Cahaly has developed a variety of techniques to do just that. “What we did a lot of in 2016 is we would ask, ‘Who do you think the neighbors are voting for?’ That’s a way we found over the years to get an answer. Give people a polite way of telling you something uncomfortable. If somebody has a position on a controversial issue, they don’t want to be judged for what they think.”
“In 2016, what we found is people didn’t want to admit they were voting for Trump,” he continued. “Clinton is saying everyone who’s voting for Trump is a deplorable and all this nonsense. People were hiding their feelings. In 2020, it was even worse. Due to this cancel culture stuff, conservatives didn’t even want to participate in a poll. Period.”
So his firm dug even harder to find the hidden Trump vote in 2020. “One of the methods we used was telling people who we were,” he said. The pollster told them “just put our name in Google and you’ll see we are an actual polling group and not affiliated with a campaign.”
Ultimately, Cahaly thinks Trafalgar Group is consistently turning out more accurate polls than its competition because “other polling groups from 2016 to 2020 did not change. They said they sat down and figured out what they did wrong and were adjusting their models. But they never actually did.”
He finds this difficult to fathom. “We had a dress rehearsal for 2020, and it was called 2018,” he said. “If you look at the Governor’s race in Florida, we were the only ones who said DeSantis would win. Every other poll had the Democrat Gillum winning that race. The issue is that they can’t conceive of the fact that they have an old model and people lie.”
“People are just tired of being judged,” he said. Cahaly believes that polling in the Trump era must find ways of measuring voter sentiment that address this obvious social desirability bias.
When asked whether media polling with an overwhelming statistical bias toward Democrats amounts to “suppression” polling, as Trump alleges, Cahaly said: “It’s either done on purpose or its incompetence. So many so-called political pollsters also continue to get it wrong who poll for the Republican Party.”

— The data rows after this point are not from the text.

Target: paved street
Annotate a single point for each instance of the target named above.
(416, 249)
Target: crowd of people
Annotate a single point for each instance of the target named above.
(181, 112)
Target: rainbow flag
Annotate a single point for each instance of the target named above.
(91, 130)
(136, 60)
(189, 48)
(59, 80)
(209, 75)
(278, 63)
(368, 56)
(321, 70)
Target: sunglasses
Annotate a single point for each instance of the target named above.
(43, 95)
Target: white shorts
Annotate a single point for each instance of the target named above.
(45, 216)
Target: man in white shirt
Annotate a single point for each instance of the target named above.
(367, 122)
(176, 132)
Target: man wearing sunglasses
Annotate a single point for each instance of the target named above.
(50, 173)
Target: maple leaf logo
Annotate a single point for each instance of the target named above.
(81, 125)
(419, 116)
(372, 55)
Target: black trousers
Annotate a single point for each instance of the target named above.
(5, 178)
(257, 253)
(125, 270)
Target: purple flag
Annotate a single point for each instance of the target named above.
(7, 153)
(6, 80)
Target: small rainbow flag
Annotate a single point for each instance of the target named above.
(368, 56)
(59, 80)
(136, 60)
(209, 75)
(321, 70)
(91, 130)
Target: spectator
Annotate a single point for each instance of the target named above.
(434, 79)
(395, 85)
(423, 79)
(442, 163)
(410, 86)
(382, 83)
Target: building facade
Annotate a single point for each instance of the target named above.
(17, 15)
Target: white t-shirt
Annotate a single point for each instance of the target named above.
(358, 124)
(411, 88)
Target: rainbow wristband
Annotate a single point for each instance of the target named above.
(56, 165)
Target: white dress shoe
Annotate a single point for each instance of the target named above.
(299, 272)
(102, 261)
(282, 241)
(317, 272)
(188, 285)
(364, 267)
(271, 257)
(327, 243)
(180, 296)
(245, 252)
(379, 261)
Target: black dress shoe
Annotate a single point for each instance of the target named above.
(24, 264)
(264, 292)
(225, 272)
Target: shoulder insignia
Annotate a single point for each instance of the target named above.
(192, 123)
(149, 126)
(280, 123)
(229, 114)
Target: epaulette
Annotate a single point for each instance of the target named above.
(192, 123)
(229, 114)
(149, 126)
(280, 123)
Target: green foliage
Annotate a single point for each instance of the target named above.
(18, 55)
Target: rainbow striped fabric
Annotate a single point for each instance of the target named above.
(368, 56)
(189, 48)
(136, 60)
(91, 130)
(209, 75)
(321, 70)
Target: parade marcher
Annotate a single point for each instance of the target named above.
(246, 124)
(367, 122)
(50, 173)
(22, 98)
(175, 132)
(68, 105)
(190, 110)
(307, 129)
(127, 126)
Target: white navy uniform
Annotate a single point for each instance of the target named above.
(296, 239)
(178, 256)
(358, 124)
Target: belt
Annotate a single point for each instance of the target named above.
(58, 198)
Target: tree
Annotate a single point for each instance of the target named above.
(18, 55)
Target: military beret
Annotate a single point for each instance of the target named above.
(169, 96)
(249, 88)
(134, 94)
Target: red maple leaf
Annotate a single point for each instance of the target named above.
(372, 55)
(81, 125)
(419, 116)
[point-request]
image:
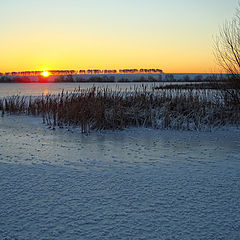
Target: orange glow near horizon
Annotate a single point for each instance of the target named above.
(45, 74)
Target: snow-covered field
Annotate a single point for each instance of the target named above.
(132, 184)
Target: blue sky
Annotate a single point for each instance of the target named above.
(63, 34)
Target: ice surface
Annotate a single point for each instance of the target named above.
(131, 184)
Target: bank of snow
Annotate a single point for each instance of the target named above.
(132, 184)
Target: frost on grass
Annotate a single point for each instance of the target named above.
(103, 108)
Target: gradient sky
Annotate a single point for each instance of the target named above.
(174, 35)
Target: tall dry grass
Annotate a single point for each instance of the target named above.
(103, 108)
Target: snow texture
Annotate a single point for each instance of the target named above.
(131, 184)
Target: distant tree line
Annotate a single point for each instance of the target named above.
(75, 72)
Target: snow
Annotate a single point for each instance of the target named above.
(132, 184)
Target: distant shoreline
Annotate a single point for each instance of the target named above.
(118, 78)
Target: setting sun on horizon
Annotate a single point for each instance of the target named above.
(45, 74)
(172, 35)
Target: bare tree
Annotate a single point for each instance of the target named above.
(227, 53)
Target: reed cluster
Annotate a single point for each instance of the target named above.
(103, 108)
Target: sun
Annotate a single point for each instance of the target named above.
(45, 73)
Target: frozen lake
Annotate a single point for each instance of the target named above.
(134, 184)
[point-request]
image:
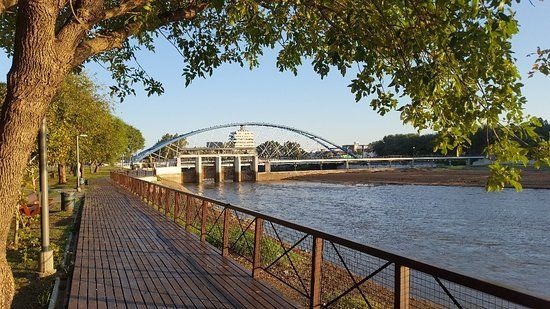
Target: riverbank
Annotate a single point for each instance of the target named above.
(470, 177)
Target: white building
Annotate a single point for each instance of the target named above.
(242, 138)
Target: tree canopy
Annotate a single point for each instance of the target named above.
(78, 108)
(445, 65)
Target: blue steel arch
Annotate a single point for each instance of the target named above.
(320, 140)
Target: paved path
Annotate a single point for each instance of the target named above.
(129, 255)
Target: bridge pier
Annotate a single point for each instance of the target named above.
(254, 168)
(218, 176)
(198, 169)
(237, 165)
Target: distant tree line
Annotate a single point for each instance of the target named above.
(423, 145)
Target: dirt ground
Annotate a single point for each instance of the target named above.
(476, 177)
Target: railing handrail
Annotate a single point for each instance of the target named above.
(497, 289)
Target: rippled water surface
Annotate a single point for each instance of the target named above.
(503, 237)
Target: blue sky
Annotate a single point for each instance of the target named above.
(325, 107)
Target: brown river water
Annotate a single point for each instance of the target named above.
(502, 237)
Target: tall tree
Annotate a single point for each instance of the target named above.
(451, 61)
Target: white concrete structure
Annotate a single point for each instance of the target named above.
(242, 138)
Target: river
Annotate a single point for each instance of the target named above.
(502, 237)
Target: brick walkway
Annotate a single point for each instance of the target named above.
(129, 255)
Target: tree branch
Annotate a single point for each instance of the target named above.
(114, 39)
(6, 4)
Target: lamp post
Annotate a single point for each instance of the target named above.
(45, 267)
(78, 161)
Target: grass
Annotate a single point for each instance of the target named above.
(32, 291)
(242, 245)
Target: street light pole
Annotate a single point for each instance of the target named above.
(78, 161)
(46, 254)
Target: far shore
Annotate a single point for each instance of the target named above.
(471, 177)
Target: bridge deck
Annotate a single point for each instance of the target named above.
(129, 255)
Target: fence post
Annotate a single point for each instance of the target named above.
(176, 206)
(203, 220)
(316, 260)
(188, 213)
(159, 198)
(402, 287)
(225, 236)
(257, 257)
(166, 201)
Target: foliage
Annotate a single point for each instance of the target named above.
(418, 145)
(542, 63)
(405, 145)
(78, 109)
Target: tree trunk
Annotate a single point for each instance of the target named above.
(36, 73)
(62, 173)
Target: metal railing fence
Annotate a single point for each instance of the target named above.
(317, 269)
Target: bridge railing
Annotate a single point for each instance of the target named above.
(317, 269)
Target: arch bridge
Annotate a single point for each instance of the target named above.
(172, 144)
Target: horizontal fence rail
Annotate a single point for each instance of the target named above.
(317, 269)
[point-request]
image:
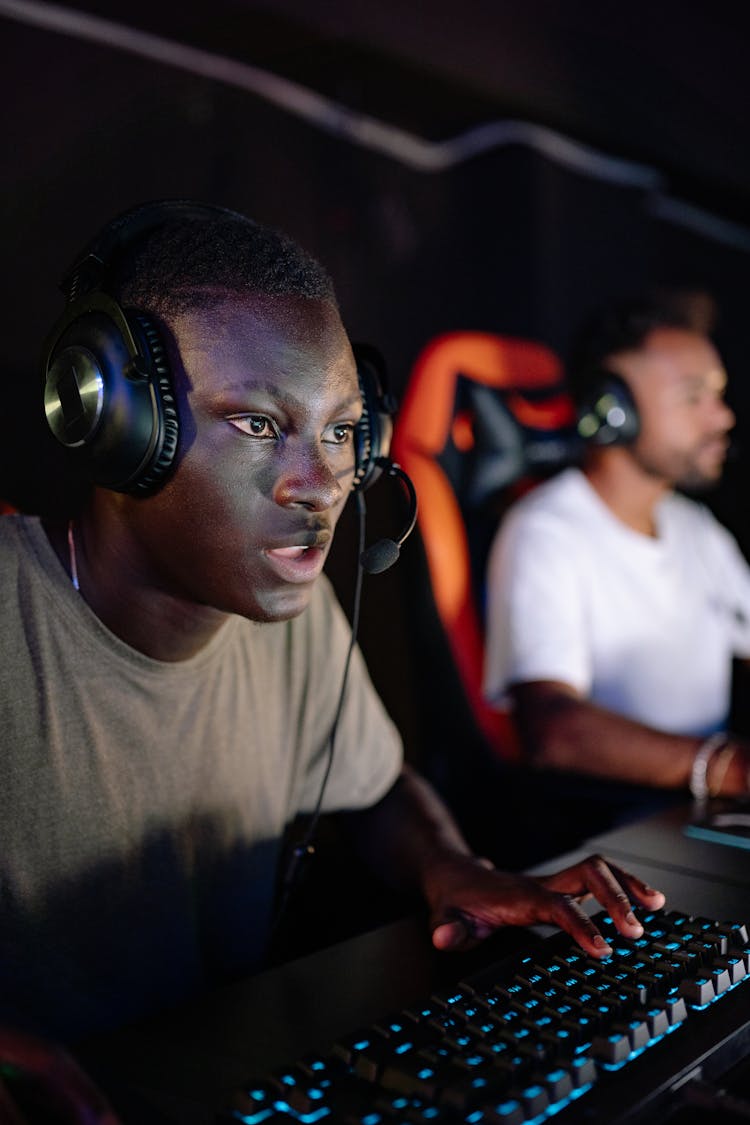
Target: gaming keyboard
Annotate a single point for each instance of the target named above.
(553, 1033)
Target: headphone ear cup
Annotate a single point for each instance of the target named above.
(373, 431)
(109, 397)
(608, 414)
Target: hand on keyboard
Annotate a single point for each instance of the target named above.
(471, 900)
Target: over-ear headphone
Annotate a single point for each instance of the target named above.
(375, 429)
(108, 392)
(607, 414)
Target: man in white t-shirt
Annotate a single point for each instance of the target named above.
(615, 604)
(172, 660)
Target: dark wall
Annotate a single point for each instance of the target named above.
(509, 241)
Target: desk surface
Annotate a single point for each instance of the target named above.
(182, 1068)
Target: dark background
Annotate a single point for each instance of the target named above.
(619, 159)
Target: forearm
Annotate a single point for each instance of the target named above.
(562, 731)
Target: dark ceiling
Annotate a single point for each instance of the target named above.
(663, 83)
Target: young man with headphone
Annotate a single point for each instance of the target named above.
(173, 659)
(615, 603)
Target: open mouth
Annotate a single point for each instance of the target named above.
(296, 564)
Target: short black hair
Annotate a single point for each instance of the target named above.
(182, 262)
(625, 324)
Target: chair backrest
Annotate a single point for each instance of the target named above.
(482, 419)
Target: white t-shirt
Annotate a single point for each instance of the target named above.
(644, 627)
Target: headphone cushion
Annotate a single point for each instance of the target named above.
(162, 460)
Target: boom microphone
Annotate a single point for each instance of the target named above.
(385, 552)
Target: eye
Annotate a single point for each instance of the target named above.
(255, 425)
(340, 433)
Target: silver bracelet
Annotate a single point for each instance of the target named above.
(703, 756)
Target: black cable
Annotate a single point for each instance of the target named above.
(305, 849)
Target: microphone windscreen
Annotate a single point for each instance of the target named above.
(380, 556)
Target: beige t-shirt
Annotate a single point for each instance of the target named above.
(142, 802)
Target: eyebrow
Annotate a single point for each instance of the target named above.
(286, 397)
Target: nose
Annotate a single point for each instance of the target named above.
(307, 479)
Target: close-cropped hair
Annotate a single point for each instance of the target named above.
(184, 262)
(624, 325)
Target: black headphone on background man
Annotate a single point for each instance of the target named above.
(108, 393)
(607, 414)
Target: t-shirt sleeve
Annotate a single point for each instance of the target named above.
(368, 752)
(535, 627)
(731, 581)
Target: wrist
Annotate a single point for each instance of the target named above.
(728, 771)
(703, 762)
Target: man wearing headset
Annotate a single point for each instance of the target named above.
(172, 655)
(615, 603)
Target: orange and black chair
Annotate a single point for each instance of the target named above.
(482, 419)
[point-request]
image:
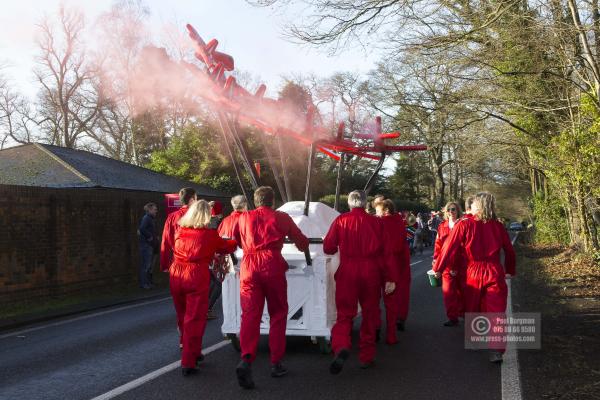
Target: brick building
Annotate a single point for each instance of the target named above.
(69, 219)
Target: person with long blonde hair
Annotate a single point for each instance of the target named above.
(482, 237)
(452, 276)
(195, 247)
(397, 260)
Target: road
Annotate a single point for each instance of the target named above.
(87, 356)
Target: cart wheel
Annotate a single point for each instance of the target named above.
(235, 341)
(324, 345)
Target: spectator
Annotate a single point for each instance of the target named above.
(433, 223)
(148, 243)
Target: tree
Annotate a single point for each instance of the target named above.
(16, 116)
(68, 103)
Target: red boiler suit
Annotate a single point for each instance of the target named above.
(260, 233)
(168, 238)
(485, 289)
(190, 281)
(357, 235)
(452, 286)
(397, 259)
(228, 224)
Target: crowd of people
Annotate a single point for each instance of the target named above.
(374, 249)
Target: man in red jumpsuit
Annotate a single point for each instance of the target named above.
(240, 205)
(357, 236)
(482, 237)
(187, 196)
(260, 233)
(189, 280)
(397, 258)
(453, 277)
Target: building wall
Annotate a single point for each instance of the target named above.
(59, 241)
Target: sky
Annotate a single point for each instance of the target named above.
(252, 35)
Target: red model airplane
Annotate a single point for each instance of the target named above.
(266, 114)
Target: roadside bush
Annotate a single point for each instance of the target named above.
(551, 226)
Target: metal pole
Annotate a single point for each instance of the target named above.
(286, 178)
(234, 162)
(274, 168)
(311, 160)
(338, 183)
(371, 180)
(244, 155)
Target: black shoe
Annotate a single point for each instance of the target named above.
(244, 374)
(278, 370)
(367, 365)
(188, 371)
(496, 357)
(199, 359)
(338, 362)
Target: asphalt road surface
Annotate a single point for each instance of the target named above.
(88, 356)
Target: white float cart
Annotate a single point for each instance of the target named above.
(311, 288)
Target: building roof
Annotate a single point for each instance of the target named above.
(59, 167)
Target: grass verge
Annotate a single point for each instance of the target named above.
(565, 287)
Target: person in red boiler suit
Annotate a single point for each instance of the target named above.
(240, 205)
(195, 247)
(453, 276)
(260, 233)
(357, 236)
(482, 238)
(187, 197)
(397, 257)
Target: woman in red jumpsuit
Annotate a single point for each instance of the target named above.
(195, 246)
(453, 276)
(397, 259)
(482, 237)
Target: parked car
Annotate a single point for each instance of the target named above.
(515, 226)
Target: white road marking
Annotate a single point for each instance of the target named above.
(510, 375)
(153, 375)
(68, 321)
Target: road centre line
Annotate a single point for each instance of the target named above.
(153, 375)
(84, 317)
(510, 375)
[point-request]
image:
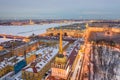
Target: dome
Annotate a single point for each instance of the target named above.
(61, 59)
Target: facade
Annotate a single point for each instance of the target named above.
(63, 66)
(66, 32)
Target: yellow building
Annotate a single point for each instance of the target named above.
(63, 65)
(4, 69)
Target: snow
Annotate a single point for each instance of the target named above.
(47, 54)
(4, 39)
(27, 30)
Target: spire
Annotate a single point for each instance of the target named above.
(60, 42)
(87, 25)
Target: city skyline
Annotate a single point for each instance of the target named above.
(59, 9)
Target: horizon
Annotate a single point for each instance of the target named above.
(60, 9)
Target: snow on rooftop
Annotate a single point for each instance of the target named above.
(27, 30)
(7, 62)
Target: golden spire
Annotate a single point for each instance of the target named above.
(60, 43)
(87, 25)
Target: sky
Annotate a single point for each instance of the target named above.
(59, 9)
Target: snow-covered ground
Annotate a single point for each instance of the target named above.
(4, 39)
(27, 30)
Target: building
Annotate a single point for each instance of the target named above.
(75, 30)
(63, 65)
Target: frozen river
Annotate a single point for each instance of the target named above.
(27, 30)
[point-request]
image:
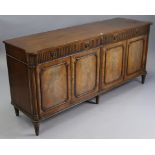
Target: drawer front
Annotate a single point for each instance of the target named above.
(85, 73)
(54, 84)
(112, 68)
(135, 58)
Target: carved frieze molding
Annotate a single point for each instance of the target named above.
(75, 47)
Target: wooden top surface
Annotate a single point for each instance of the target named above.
(40, 41)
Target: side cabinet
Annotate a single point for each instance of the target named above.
(85, 74)
(112, 64)
(54, 85)
(136, 56)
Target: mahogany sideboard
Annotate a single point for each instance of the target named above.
(53, 71)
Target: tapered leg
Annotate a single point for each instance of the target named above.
(16, 111)
(36, 127)
(97, 100)
(143, 79)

One major example of polling failures in both the 2016 and 2020 elections was in gauging minority support for Republicans. Cahaly notes that Hispanics especially supported Republicans and President Trump, and not just in Florida and Texas. “It was all across the country, in Massachusetts and Wisconsin and California. When you talk to the polling establishment, they said the exit polls don’t indicate that. But you have to ask, how are they doing the exit polling? People are going to be less honest with you in person in exit polls when someone has a clipboard or an iPad.”
Cahaly thinks Trump’s true gains with minorities have been underreported. “I will tell you that across the country Trump did better than 35% with Hispanics as an average and he did better than 25% with African-Americans,” he said.